青笹村の大草里というところで、毎年春になると美しい桐の花が川に流れてきた。遠くの山が紫のようだった。村人達が何人も桐の花の咲いている所へ行こうと思ったが、誰れも行けず、いくら捜してもだめだった。桐の木は古くなると木肌も葉も桐の木のようではなくなるという。村人は桐の花が流れてくるのを見て、幻の花が咲いていると言って誰も山へ行かなくなった。
「岩手民話伝説辞典」大草里は青笹の六角牛神社を少し過ぎたところで、笛吹峠の手前の地である。この地から見える山となると、六角牛山が圧迫するように迫って見える場所でもあるが、ここで言う遠い山とはどこであろうか?桐の花で思い出すのは
「遠野物語33」での白望山での不思議譚に桐の花が登場する。
「五月に萱を苅りに行くとき、遠く望めば桐の花の咲き満ちたる山あり。恰も紫の雲のたなびけるが如し。されども終に其あたりに近づくこと能はず。」この「遠野物語33」が連動しているかどうかはわからぬが、「遠野物語33」においても白望山というわけでは無く、どこか漠然と幻の山を意味している記述になっている共通点がある。
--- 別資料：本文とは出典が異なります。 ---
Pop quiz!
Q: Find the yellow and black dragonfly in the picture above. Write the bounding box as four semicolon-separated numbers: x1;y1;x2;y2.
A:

ただ桐の花が流れてくる川があるのだが、ここでは笛吹峠に水源を成す河内川の事を言うのだろうが、これは笛吹峠に沿った川でもあるので、行き着けない場所でも無い。しかし誰も辿り着けないのはやはり、幻の山から流れてくるものであり、自然のものでは無く妖しの類であろうと悟った為に、誰も行かなくなったのだろう。辿り着けないという事から「遠野物語33」の桐の花が咲き誇る遠い山と同じである。つまり極端に言えば、罠としてリアルな桐の花を川に流し、その桐の花の元を探しに出かけた者を取り込もうとする山の妖しの類と感じたのだろう。白望山を望む地域の人達が抱く幻の山の観念を、この大草里の地域の人達も抱いていたという事だろうか。